Shelter
6.4
Shelter

Album de Alcest (2014)

En 2012, Alcest devient l’un de ces groupes « à suivre » de la scène Metal, étant alors très acclamé à l’international, et même plus qu’en France, son propre pays. Les Voyages de l’Âme entérina définitivement cette position. Porté par le single « Autre Temps », qui devient pour beaucoup le tube du groupe dont on chante même les paroles en concert, le disque permet également aux Français de tourner une nouvelle fois aux Etats-Unis (avec Deafheaven) ainsi que dans le monde. Nombreux sont ceux qui voient alors le groupe comme le fer de lance d’une scène « post-Black Metal » dont on ne connaît pas trop la signification. Ou, du moins, fut-ce le cas jusqu’à l’album suivant. Celui qui, à sa sortie, fit dire à son créateur en interview qu’il n’y aurait sûrement plus de Metal pour Alcest. Sans être un nouveau départ définitif, Shelter marqua une rupture. À l’heure où l’on célèbre surtout les 10 ans d’Ecailles de Lune, il s’agit aujourd’hui de revenir sur un disque moins acclamé de la discographie du groupe.


Seul avec la mer de silence. « Shelter », pour refuge, d’abord comme une déclaration d’amour à la mer, à son vent qui vient caresser les joues lorsque, assis, les deux mains dans le sable, on regarde le soleil se coucher par-dessus l’eau. Pour capturer la musicalité de ces instants, la réverbération joue un rôle important. Ethérée, elle donne comme l’impression de tant de vagues venant s’échouer à nos pieds.

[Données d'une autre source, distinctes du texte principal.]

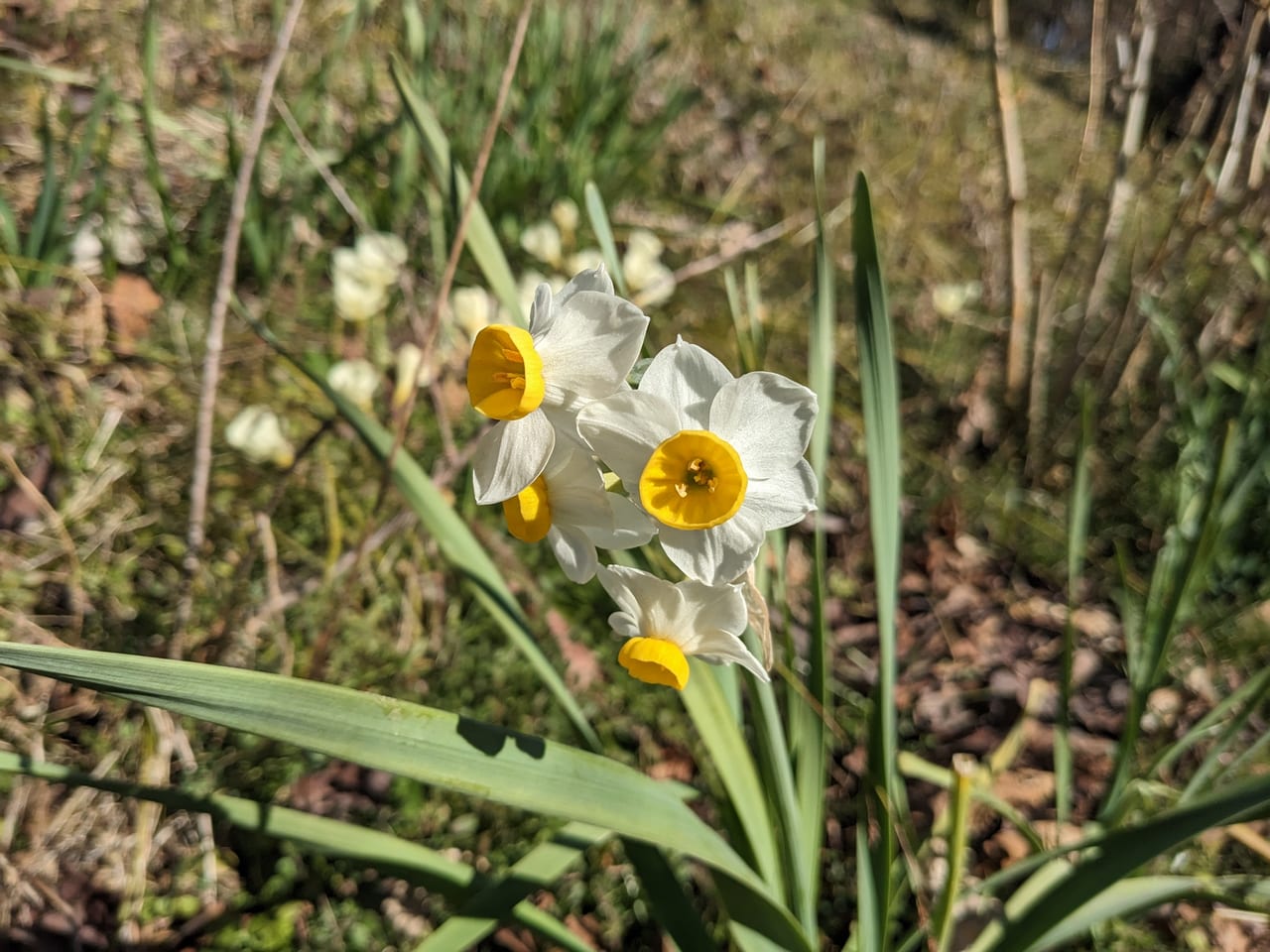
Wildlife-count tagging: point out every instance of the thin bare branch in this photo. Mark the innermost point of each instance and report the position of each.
(199, 481)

La tête en arrière , on « s’abandonne », happés par le son d’un disque volontairement confortable, enregistré en Islande en compagnie de Birgir Jón Birgisson, ingénieur-son émérite de Sigur Rós. Et, véritablement, la justesse de la production est le premier fait marquant de l’opus. Le son est cristallin, et laisse de la place à chacun des instruments, aux orchestrations plus ou moins discrètes comme à l’éclat douillet des guitares.

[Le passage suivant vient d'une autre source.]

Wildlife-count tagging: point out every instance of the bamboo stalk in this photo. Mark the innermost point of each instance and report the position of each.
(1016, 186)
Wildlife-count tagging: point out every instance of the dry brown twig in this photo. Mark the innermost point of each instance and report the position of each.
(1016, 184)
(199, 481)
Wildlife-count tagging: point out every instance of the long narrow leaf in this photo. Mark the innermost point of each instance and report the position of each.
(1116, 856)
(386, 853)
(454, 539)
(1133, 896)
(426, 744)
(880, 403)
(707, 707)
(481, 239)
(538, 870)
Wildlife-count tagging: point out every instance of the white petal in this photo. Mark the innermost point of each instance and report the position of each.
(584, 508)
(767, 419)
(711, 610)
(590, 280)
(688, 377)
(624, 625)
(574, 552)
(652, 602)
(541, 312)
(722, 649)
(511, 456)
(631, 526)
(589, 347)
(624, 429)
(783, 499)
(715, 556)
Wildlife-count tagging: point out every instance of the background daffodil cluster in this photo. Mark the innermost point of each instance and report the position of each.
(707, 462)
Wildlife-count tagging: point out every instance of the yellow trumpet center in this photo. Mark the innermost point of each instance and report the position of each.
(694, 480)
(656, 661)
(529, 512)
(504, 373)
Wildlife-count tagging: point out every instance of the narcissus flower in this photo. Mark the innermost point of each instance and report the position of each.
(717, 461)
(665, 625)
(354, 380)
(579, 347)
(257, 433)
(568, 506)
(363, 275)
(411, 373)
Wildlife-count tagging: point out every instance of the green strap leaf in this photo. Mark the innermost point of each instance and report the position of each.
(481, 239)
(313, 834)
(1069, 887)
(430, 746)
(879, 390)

Le voyage commence tout en couleurs, à l’image du clip de « Opale », avec ses premiers titres où les riffs sont tant de pigments transformant à la volée la plage en arc-en-ciel. Du Shoegaze, Alcest emprunte ici largement la part Dream Pop, l’album se faisant tout en tranquillité autant qu’en majesté. L’atmosphère est douce-amère, car derrière ces brises de sons apparaît une sorte de nostalgie. Des compositions délicates, subtilement Pop et chagrines à la Souvlaki, surviennent des sursauts plus contemplatifs à la Lush, par exemple. Retrouver Neil Halstead (Slowdive) sur le titre « Away », gentiment chamber-folk/pop, est ainsi presque logique. À ses côtés sur le disque, également, Billie Lindahl, chanteuse de Promise and the Monster, qui vient compléter les chœurs sur quelques titres, et rayonner sur le morceau-bonus profondément Shoegaze « Into the Wave ».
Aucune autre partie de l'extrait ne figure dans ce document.